White men “specifically” are the
worst kind of regressive lawyers to inhabit our judiciary. Black people, on the
other hand - men and women - are stunningly progressive and represent a calibre
of humanity which it will be hard-pressed to find anywhere in our part of the
planet.
This reading of Cosatu general
secretary Zwelinzima Vavi’s comments may appear extreme, but it is apposite as
a reflection of his gross racist stereotyping.
Speaking at a National
Association of Democratic Lawyers (Nadel) function in Mthatha recently, Vavi
said that more opportunities must be created for black legal practitioners,
especially women, to enter all sections of the legal profession.
Nothing wrong with that; nor
with his assertion that “in addition to addressing representivity in terms of
race and gender, the judiciary as a whole should reflect a working class bias
that is pro-poor and pro-development”.
But Vavi goes further in urging
Nadel to ensure that transformation is accelerated “more specifically”, so that
“eventually the bench of every court in the country is packed with progressive
lawyers”.
If we were mistaken to
understand from his comments that transformation to ensure progressive legal
appointments equates to the appointment of only black lawyers, Vavi establishes
the nexus between race and mindset very clearly when he tells Nadel that law
graduates must increasingly reflect the “demographics and progressive mindsets
necessary to accelerate transformation”.
When did our proudly non-racial
trade union movement descend to such arrant and errant racial stereotyping?

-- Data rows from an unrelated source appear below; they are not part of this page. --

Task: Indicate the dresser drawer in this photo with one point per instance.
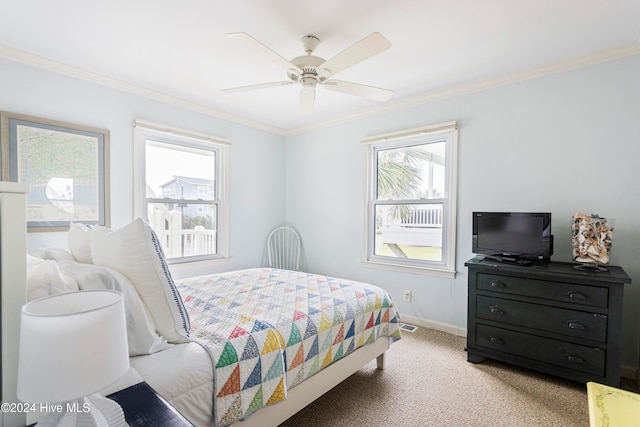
(557, 291)
(572, 323)
(567, 355)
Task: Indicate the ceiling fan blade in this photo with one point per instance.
(369, 46)
(266, 51)
(307, 98)
(253, 87)
(371, 92)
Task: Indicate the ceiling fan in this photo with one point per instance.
(309, 70)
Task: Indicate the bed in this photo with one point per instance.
(223, 347)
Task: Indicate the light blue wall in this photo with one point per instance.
(563, 143)
(257, 193)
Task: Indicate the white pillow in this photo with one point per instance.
(55, 254)
(134, 250)
(44, 278)
(79, 241)
(141, 332)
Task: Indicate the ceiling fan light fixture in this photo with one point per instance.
(309, 70)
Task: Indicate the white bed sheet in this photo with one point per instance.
(183, 375)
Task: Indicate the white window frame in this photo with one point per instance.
(447, 132)
(144, 130)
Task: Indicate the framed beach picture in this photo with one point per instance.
(66, 166)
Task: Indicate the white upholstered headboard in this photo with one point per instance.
(13, 272)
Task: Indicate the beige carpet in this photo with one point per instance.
(428, 382)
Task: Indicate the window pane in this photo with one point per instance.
(411, 172)
(409, 231)
(179, 172)
(184, 229)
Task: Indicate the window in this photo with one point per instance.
(181, 190)
(411, 207)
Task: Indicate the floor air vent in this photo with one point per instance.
(408, 328)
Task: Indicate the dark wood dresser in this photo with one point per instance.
(548, 317)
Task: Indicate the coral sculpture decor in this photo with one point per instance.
(592, 236)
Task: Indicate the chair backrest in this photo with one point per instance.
(283, 248)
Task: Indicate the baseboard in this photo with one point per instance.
(630, 372)
(626, 371)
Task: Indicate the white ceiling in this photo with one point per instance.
(179, 50)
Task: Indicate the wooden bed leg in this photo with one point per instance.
(380, 361)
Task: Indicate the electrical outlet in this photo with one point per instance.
(407, 295)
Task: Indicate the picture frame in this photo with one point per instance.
(66, 166)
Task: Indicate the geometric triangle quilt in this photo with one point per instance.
(268, 330)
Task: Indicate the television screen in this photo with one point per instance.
(512, 235)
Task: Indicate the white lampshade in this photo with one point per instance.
(71, 345)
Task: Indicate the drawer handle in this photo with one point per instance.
(495, 309)
(575, 359)
(496, 339)
(577, 296)
(576, 325)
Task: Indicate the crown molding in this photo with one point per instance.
(606, 55)
(17, 55)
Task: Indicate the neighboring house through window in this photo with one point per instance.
(411, 209)
(182, 190)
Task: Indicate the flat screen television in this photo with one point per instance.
(513, 236)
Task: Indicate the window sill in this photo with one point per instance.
(427, 271)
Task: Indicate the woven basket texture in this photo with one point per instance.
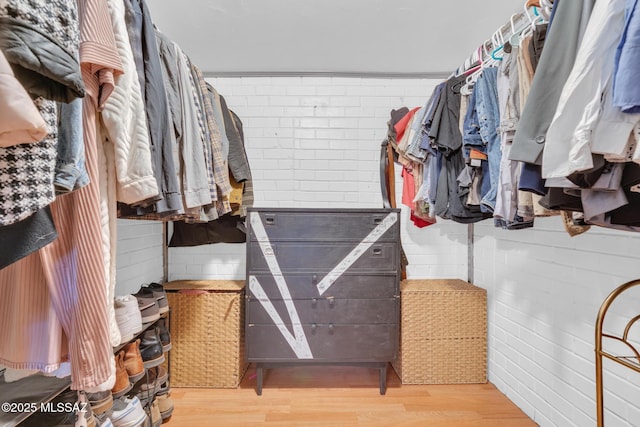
(207, 332)
(443, 332)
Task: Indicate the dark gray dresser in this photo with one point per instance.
(322, 288)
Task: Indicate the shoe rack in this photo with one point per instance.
(31, 392)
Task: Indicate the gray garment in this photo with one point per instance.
(193, 174)
(145, 52)
(71, 172)
(41, 40)
(217, 115)
(564, 36)
(238, 164)
(247, 192)
(448, 139)
(27, 236)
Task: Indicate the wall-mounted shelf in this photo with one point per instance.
(631, 360)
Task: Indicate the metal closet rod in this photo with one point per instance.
(354, 74)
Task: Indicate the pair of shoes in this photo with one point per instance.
(161, 296)
(104, 420)
(82, 417)
(100, 402)
(147, 388)
(128, 412)
(156, 415)
(152, 302)
(151, 348)
(165, 337)
(165, 405)
(128, 317)
(122, 384)
(148, 305)
(133, 362)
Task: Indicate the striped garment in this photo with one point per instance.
(53, 303)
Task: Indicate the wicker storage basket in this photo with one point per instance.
(207, 333)
(443, 332)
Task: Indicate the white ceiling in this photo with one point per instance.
(248, 37)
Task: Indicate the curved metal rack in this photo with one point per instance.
(631, 362)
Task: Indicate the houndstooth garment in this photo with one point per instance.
(27, 171)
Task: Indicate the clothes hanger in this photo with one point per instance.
(514, 39)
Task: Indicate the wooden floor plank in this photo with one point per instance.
(343, 396)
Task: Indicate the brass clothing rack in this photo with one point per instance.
(629, 361)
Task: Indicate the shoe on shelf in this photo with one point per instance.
(128, 412)
(164, 388)
(135, 319)
(161, 296)
(124, 321)
(155, 415)
(84, 414)
(165, 337)
(150, 384)
(122, 385)
(133, 361)
(151, 348)
(148, 305)
(100, 402)
(104, 420)
(165, 403)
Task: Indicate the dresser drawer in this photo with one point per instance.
(323, 310)
(328, 226)
(348, 285)
(324, 257)
(328, 343)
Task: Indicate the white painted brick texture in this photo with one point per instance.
(314, 142)
(139, 255)
(544, 292)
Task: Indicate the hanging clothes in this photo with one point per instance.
(571, 18)
(58, 294)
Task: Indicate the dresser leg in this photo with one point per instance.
(383, 379)
(259, 374)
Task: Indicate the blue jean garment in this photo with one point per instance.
(626, 93)
(489, 120)
(71, 173)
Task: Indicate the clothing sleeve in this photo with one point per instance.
(125, 124)
(568, 143)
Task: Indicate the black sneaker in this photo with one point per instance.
(160, 295)
(151, 348)
(148, 305)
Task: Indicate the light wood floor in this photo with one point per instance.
(343, 396)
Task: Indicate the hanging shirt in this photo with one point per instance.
(569, 139)
(556, 63)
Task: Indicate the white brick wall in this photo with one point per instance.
(139, 255)
(314, 142)
(544, 292)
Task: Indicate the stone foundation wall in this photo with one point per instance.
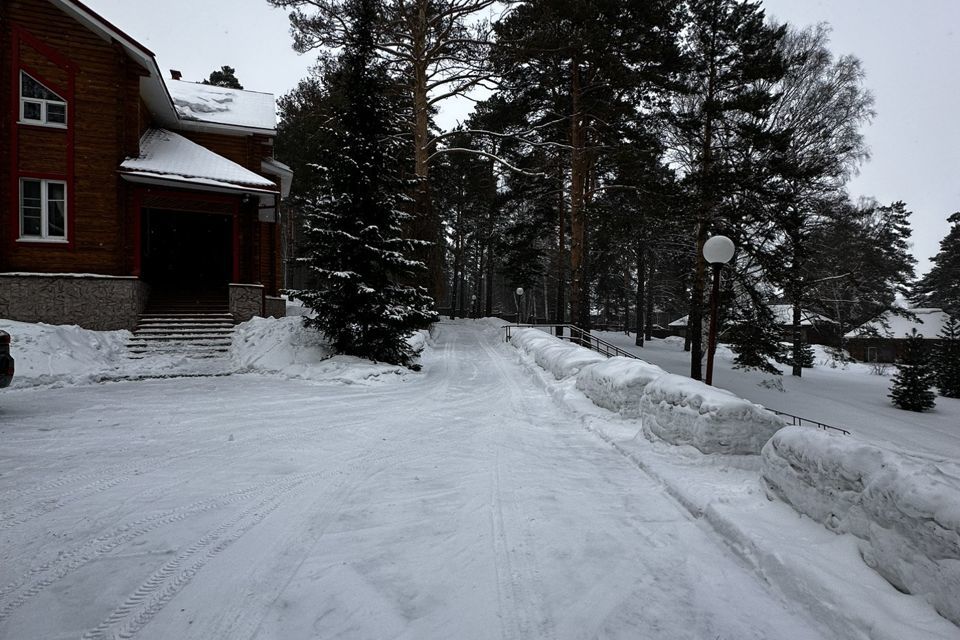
(100, 303)
(246, 301)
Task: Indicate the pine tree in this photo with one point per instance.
(354, 231)
(754, 336)
(947, 359)
(807, 356)
(733, 58)
(225, 77)
(911, 384)
(941, 286)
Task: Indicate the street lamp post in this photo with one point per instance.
(717, 250)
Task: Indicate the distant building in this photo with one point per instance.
(883, 339)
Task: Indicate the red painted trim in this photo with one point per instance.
(236, 244)
(39, 77)
(195, 196)
(20, 35)
(46, 50)
(71, 159)
(14, 208)
(35, 175)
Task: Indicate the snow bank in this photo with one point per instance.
(618, 383)
(562, 359)
(905, 512)
(46, 354)
(685, 411)
(284, 346)
(672, 407)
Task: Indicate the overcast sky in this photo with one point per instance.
(910, 51)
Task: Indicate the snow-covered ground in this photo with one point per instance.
(852, 397)
(303, 496)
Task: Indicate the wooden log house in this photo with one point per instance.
(118, 185)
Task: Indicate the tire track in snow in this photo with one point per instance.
(107, 478)
(67, 562)
(165, 583)
(170, 579)
(518, 578)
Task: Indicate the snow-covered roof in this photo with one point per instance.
(212, 105)
(167, 156)
(929, 322)
(274, 167)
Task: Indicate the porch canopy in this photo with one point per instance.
(169, 159)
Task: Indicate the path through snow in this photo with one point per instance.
(461, 502)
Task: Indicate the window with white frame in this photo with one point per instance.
(43, 210)
(40, 105)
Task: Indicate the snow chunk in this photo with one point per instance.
(562, 359)
(618, 383)
(905, 511)
(223, 105)
(685, 411)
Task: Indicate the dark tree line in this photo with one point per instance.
(616, 137)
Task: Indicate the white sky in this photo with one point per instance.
(909, 51)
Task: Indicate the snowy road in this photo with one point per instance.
(457, 503)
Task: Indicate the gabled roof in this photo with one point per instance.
(211, 105)
(152, 89)
(177, 104)
(929, 322)
(169, 158)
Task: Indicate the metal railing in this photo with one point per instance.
(578, 336)
(575, 335)
(799, 422)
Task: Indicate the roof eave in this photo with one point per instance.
(185, 182)
(228, 129)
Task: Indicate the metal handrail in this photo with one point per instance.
(799, 422)
(577, 336)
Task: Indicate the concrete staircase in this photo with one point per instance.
(192, 324)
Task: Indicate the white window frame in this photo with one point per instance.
(45, 235)
(43, 104)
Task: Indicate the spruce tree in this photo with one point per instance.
(356, 250)
(225, 77)
(947, 359)
(911, 384)
(941, 286)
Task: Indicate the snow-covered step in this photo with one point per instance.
(199, 335)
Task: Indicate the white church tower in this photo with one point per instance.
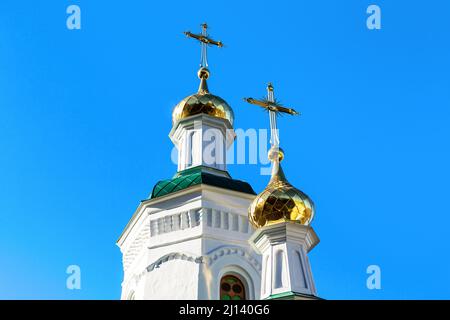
(189, 240)
(203, 235)
(282, 215)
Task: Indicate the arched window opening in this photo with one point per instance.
(231, 288)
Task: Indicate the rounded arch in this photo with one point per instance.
(232, 287)
(131, 295)
(250, 287)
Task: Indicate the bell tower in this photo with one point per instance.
(189, 239)
(281, 215)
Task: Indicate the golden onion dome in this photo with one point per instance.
(203, 102)
(280, 201)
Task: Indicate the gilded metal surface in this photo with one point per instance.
(203, 103)
(271, 106)
(203, 38)
(280, 201)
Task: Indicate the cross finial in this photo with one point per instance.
(205, 41)
(274, 109)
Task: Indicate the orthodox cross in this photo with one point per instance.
(274, 109)
(205, 41)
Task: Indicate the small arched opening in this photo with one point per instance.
(232, 288)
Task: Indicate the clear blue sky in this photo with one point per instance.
(85, 117)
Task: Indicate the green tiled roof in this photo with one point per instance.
(194, 176)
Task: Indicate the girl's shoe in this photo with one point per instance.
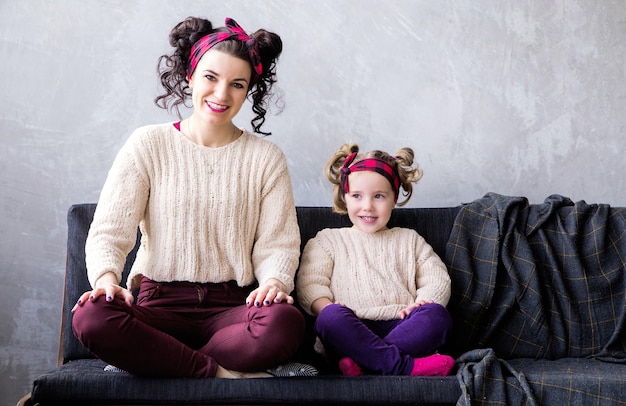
(433, 365)
(349, 368)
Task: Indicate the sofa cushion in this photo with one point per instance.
(83, 382)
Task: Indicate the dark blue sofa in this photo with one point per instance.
(497, 363)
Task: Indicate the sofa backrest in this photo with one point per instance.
(434, 224)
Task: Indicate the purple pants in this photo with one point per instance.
(384, 347)
(187, 329)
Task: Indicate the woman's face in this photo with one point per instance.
(219, 86)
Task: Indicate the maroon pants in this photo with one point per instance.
(187, 329)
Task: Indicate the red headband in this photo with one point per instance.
(369, 164)
(234, 31)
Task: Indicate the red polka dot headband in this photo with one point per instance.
(234, 31)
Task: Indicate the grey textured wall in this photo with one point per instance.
(516, 97)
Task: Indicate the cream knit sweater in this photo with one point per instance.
(376, 275)
(206, 214)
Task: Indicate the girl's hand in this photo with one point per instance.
(105, 285)
(402, 314)
(273, 291)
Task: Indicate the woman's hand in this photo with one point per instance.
(406, 311)
(273, 291)
(105, 285)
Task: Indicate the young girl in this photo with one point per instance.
(220, 241)
(379, 294)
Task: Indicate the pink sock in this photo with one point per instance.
(433, 365)
(349, 368)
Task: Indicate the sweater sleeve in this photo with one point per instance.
(276, 250)
(314, 275)
(122, 202)
(432, 278)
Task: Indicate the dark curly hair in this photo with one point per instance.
(172, 68)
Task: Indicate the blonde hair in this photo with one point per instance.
(402, 162)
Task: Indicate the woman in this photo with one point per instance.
(220, 240)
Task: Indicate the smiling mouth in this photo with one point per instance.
(216, 107)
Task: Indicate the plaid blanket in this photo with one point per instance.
(560, 276)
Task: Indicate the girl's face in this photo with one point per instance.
(370, 201)
(219, 86)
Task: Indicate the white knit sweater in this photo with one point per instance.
(376, 275)
(206, 214)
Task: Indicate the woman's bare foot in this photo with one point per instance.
(228, 374)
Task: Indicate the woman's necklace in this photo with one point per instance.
(193, 138)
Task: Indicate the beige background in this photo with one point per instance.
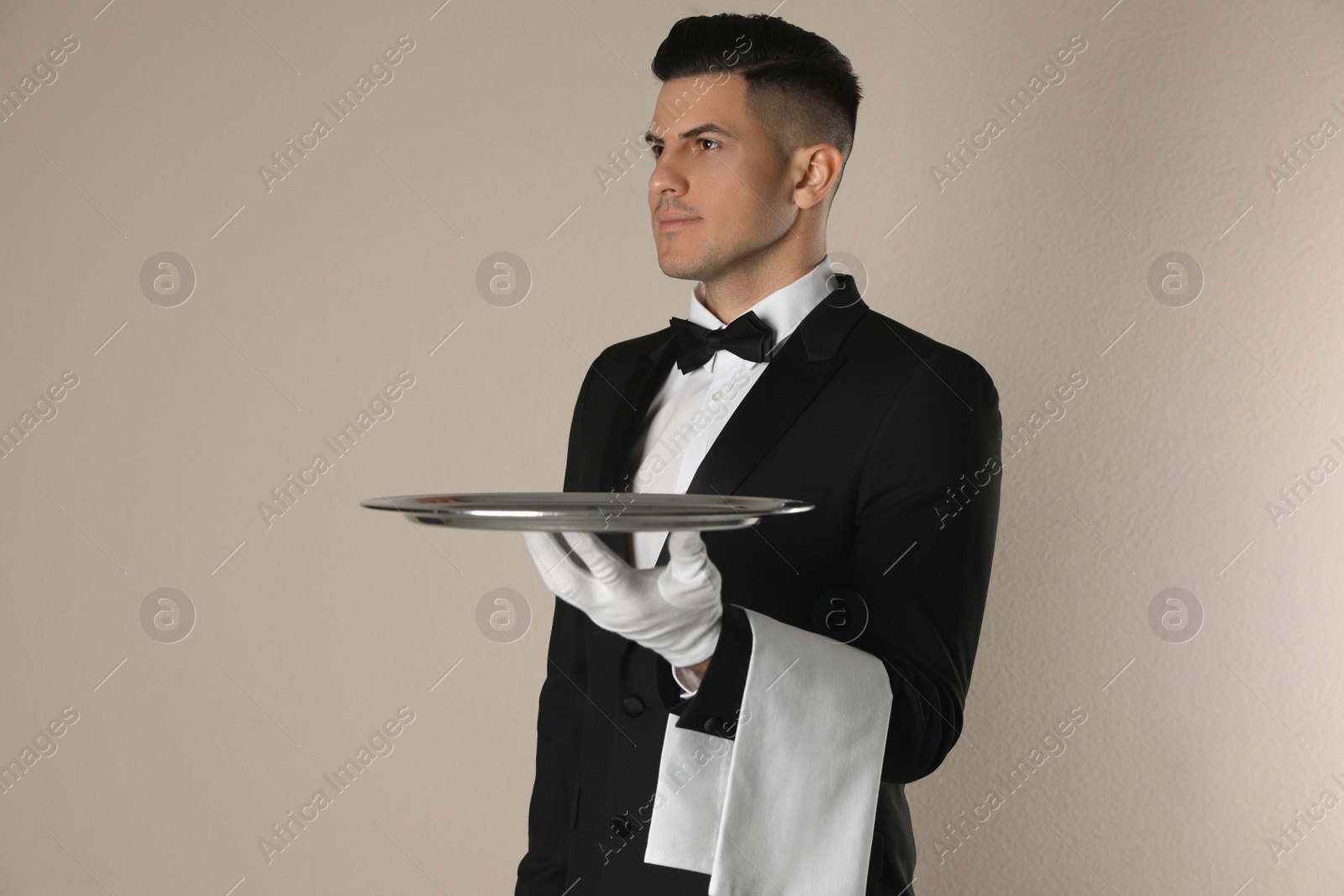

This is not an argument in
support of reactionary, recalcitrant racists, or an ignoring of how race still
badly distorts every aspect of our society. It is, of course, entirely
plausible that racists on the fringes of our society will benefit from a
discourse which does not run to a crass characterisation of each other on the
basis of our race. That is an outcome that principled progressives will always
face. (In another debate, an argument in favour of free speech will always
benefit those who may use it to spout hate speech.)
But the fact that many whites
have sought refuge in a racialised narrative of their alleged oppression at the
hands of an ANC-led government (epitomised as much by Tony Leon’s former
fight-back campaign as by Solidarity’s misguided legal action in respect of
“Dibula ibhunu”) does not in the least mitigate the move away from a non-racial
paradigm.
The notion that, because one is
white, one is forever doomed to a pre-determined atavist consciousness, or
that, being black, one is blessed by God or the ancestors with a progressive
disposition, belongs on the same scrapheap as apartheid’s determination that
blacks must be hewers of wood and drawers of water.
It is astounding that Vavi
offers no reflection on how class or race may impact on the progressiveness or
otherwise of potential jurists. Notwithstanding that humans have displayed a
clear ability to act against their class - and an equal skill in spurning their
race.
Within the federation that Vavi
leads and its historical antecedents have been men and women who have literally
contributed their lives to progress worker, feminist, poor agendas. And they
were whites born into the middle class.
In our society also, however,
are those who are misogynist, ethno-centric tyrants. And they are black and
born into the working class.
Perhaps in drawing the line
below white judges, Vavi is merely accepting that their material or class
position in society – to revert to Marxist language – dictates their class
consciousness or their “political, juridical and other ideological” notions (as
Engels wrote to Frans Meiring in July 1883)*.
However, in this regard, black
lawyers who may ascend to the bench are no different from white lawyers. Their
“juridical” notions would thus be formed and informed by their class positions
and not their race. Of course, the question must be asked whether it is the
class position they were born into or the class position they adopted. To be
sure, experience shows that professionals from a working class background waste
little time in transcending their class position into the middle classes.
There is no direct correlation
between race and one’s occupation of the working class, between race and an
ability to lead a country or a trade union federation, or even between race and
being a progressive legal apologist. Of course, race influences all of these
roles, and nowhere is this more starkly depicted than in our racialised,
democratic capitalist South
Africa .
At best for Vavi, however, his
comments point to the complexity inherent in an individual’s class identity,
rather than a simple relation to the means of production or a racial tag.
If Vavi is arguing for a renewed
effort to ensure that black people in South Africa are given a
better-than-equal shot at breaking into roles from which they have been
historically excluded - and where their participation still does not come close
to mimicking the demographics of our country – I make common cause with him.
However, if his position is a crass dogma of white is bad and black (read
African, although Vavi is not as regressive to totally exclude coloureds and
Indians) is good, we are on opposite sides of a fight which ultimately must
affirm whether or not we can call ourselves a non-racial democracy where all
have a place and a role and a voice.